First, because the CTC is limited to families with dependent children, its scope is far narrower than a fully universal UBI. Only about 40% of US households have children under the age of 18, so even keeping the size of the grant constant, a CTC cuts the cost of UBI by more than half.
Second, and perhaps more importantly, because the CTC is focused on families with children, it is much less vulnerable to the kind of worries about unfairness that plague UBI. Even if you think that there’s something morally objectionable about able-bodied adults being dependent on government support, surely that objection doesn’t apply to children. Children aren’t responsible for putting themselves in poverty. And they aren’t capable of getting themselves out of it. If anyone deserves a helping hand, it is children.

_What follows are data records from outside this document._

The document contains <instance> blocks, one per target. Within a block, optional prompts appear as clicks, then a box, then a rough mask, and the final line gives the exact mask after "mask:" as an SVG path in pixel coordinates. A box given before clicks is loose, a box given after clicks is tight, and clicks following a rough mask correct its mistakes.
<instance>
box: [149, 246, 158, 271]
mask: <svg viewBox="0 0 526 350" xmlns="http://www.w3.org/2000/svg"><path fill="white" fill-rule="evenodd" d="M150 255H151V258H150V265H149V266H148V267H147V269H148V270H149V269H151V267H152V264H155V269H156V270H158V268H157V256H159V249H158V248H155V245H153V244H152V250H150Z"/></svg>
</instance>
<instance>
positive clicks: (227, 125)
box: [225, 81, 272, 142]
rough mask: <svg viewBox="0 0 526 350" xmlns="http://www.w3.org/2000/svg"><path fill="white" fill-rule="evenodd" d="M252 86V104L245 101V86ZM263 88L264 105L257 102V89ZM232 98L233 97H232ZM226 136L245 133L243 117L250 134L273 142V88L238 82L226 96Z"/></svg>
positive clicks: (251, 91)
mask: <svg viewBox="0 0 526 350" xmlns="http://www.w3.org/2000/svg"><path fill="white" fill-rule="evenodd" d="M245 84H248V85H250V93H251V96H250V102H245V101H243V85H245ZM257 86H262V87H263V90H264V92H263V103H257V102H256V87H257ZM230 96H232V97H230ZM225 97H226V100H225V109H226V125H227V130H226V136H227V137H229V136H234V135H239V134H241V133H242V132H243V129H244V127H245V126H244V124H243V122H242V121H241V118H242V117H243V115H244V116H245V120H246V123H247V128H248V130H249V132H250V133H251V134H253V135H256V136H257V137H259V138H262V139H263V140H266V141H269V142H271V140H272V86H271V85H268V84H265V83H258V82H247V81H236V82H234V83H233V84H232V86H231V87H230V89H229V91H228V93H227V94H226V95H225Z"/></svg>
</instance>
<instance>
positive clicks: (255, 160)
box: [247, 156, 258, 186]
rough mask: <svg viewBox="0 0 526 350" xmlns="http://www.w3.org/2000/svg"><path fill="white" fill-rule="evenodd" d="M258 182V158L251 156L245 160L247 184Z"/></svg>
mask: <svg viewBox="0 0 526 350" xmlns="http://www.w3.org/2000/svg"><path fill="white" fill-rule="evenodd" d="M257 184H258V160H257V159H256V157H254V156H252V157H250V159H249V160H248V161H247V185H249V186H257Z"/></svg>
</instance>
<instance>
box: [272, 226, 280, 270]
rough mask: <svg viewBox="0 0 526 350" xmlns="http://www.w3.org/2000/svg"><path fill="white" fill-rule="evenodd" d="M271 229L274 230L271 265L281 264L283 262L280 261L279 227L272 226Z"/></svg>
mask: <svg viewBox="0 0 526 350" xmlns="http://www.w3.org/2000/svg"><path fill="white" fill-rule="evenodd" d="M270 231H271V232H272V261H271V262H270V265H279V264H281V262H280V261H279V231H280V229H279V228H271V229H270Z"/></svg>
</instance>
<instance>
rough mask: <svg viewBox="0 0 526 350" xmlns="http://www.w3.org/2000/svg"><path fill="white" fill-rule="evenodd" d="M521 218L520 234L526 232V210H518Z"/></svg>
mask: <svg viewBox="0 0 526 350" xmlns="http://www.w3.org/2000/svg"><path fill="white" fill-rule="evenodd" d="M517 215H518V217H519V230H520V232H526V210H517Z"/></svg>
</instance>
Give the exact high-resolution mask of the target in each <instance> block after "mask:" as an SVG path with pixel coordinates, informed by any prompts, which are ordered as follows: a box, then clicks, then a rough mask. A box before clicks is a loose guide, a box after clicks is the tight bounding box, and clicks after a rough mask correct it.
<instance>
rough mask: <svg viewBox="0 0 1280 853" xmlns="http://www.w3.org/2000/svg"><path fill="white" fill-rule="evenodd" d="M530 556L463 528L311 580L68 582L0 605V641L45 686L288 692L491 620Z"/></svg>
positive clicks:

As Josh McCabe has recently noted, other countries such as Canada, Australia, New Zealand, and the United Kingdom all have child tax credits that are at least partially refundable. The United States not only lacks such a policy, but spends less on cash transfers to children than any other country in the Organization for Economic Cooperation and Development (OECD). No surprise, then, that the US also has the highest post-tax, post-transfer child poverty rates of any other country in the developed world.
For many of UBI’s supporters, its universality is one of its strongest appeals. And yet the objections about cost and fairness show that it might also be one of its greatest political liabilities. A permanent expansion of the Child Tax Credit has the potential to realize much of the promise of permanent, broad-based, unconditional cash transfers, while simultaneously avoiding the biggest pitfalls of UBI. In bridging ambition with practicality, expanding the Child Tax Credit could be the key to transforming the ideal of universal financial support into a sustainable reality.